Prior to MBC’s annual meeting in October 2019, Baptist News Global reported the organization replaced SBU’s slate of trustees to place five new people on the school’s 25-member board. According to Word & Way, Turner criticized the action as counter to past efforts of collaborative board nominations by the two institutions. The magazine also reported MBC officially amended nomination rules in August to allow the organization more authority in the trustee selection process.

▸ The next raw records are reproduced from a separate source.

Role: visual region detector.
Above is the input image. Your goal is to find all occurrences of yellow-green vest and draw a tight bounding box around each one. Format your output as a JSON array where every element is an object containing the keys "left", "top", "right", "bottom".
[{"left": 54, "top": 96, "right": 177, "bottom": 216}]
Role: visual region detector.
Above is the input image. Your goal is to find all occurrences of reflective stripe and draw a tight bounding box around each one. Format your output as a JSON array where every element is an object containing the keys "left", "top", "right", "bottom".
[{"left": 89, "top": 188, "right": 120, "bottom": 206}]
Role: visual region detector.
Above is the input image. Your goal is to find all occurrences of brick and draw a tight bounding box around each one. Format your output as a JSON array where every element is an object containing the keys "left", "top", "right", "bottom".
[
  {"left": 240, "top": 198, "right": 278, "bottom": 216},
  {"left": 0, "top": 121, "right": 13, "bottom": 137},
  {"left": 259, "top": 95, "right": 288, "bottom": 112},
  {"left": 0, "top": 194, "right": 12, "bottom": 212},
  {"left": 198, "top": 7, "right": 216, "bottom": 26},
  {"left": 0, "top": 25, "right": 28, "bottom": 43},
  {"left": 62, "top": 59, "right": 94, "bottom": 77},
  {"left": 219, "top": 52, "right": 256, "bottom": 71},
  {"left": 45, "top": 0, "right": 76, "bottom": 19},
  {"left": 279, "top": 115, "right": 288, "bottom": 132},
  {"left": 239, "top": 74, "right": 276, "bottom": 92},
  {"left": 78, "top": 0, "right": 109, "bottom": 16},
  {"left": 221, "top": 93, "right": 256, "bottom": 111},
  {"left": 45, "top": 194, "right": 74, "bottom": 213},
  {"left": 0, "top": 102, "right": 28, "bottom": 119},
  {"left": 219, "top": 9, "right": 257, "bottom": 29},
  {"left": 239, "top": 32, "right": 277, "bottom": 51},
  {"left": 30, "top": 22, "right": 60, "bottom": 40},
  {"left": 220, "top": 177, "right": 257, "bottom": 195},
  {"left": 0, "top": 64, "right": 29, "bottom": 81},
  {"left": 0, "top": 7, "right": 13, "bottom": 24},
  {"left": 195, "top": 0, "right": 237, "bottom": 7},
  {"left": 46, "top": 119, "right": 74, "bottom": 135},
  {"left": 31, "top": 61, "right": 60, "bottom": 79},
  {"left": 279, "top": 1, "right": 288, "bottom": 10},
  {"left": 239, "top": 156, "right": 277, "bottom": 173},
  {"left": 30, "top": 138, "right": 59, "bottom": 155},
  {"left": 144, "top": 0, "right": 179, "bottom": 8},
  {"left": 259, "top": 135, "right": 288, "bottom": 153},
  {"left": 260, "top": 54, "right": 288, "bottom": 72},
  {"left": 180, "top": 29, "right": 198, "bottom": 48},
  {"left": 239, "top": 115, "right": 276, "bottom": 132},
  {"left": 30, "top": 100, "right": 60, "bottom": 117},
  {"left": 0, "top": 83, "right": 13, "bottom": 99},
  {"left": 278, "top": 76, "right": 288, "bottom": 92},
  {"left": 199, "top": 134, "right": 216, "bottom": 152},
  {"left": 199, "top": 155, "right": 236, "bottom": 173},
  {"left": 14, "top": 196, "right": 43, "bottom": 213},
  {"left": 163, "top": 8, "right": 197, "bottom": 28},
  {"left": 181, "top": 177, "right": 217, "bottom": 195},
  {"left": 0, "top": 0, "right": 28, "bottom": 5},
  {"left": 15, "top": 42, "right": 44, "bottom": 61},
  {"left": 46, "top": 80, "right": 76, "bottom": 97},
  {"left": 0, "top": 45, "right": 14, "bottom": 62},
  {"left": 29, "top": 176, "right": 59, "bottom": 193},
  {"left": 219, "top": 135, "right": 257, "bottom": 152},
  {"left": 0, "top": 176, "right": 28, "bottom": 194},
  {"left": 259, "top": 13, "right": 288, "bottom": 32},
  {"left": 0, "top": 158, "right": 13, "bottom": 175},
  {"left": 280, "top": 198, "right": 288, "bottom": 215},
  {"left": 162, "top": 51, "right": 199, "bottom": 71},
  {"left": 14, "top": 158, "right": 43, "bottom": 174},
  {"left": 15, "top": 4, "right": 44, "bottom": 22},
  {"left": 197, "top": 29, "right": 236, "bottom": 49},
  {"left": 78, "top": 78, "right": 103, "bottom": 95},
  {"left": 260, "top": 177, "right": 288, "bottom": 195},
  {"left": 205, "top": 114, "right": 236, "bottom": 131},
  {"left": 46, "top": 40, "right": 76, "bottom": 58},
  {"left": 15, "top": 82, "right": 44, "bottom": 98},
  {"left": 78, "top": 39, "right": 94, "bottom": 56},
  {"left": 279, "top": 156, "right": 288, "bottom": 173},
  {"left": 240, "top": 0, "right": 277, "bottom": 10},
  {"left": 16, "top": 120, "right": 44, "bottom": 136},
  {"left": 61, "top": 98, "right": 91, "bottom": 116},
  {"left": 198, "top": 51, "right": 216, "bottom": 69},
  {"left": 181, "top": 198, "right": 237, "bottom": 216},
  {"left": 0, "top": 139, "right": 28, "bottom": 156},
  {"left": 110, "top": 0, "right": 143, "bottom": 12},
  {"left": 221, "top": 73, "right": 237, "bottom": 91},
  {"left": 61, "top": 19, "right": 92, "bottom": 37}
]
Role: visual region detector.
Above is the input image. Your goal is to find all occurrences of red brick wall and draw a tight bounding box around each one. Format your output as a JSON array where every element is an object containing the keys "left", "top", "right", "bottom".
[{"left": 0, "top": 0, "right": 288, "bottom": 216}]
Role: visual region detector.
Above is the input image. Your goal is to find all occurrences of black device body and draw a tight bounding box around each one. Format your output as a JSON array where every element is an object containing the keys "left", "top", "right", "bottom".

MBC spokesperson Rob Phillips said the organization’s leadership was unavailable for comment. However, a statement by MBC Executive Director John Yeats notes tension between the president and board of trustees: “While Dr. Turner and the SBU board did not always see eye to eye on issues relating to the university, we have watched Dr. Turner exhibit outstanding administrative skills during his time at SBU. He has brought the school through a healthy realignment of its mission and priorities, and he has faithfully steered SBU through many challenges related to the COVID-19 pandemic, successfully addressing the health, safety and fiscal headwinds facing the school this year.

“We pray for wisdom for SBU’s leaders in the days ahead, and we trust the Lord is already preparing the heart and mind of a new president to continue the positive steps SBU has taken under Dr. Turner’s leadership.”

The ongoing conflicts between SBU and MBC spurred a St. Louis attorney to file a complaint against the university with The Higher Learning Commission, a Chicago-based college accrediting organization. The commission announced Aug. 24 that it found the complaint from SBU graduate Russell Jackson credible enough to begin a review.

Steve Kauffman, HLC spokesperson, said the nonprofit doesn’t comment publicly on complaints filed.

“We continue to be in contact with the institution as part of our ongoing relationship,” he said via email. “HLC reviews all complaints received in accordance with its policies and procedures.

In the interim
Brad Johnson, SBU’s vice president of institutional advancement, is slated to succeed Turner as acting president. The SBU board is developing a search process for a permanent successor, according to the release.

Marsch said Johnson is not granting media interviews before he assumes his new role, out of respect for Turner.

“We asked Dr. Turner to stay through Nov. 20 to facilitate a smooth transition and are thankful for Dr. Johnson’s willingness to step into the acting role,” said Palmer, SBU board chair, in the release. “We are confident his familiar face and vast experience in Baptist higher education will serve the university well at this time.”

Turner became SBU’s president in 2018, succeeding C. Pat Taylor, who retired after a 22-year run making him the university’s longest-serving president.

Prior to SBU, Turner was president of Black River Technical College in Pocahontas, Arkansas.

Amid the coronavirus pandemic this summer, Turner led an expense-reduction plan that called on $3.2 million in cuts during the next two academic years. That represents about 5% of the university’s overall budget. Cuts included the elimination of 24 positions, with 14 to be removed through attrition and 10 from workforce reduction, according to past SBJ reporting.

Web Editor Geoff Pickle contributed.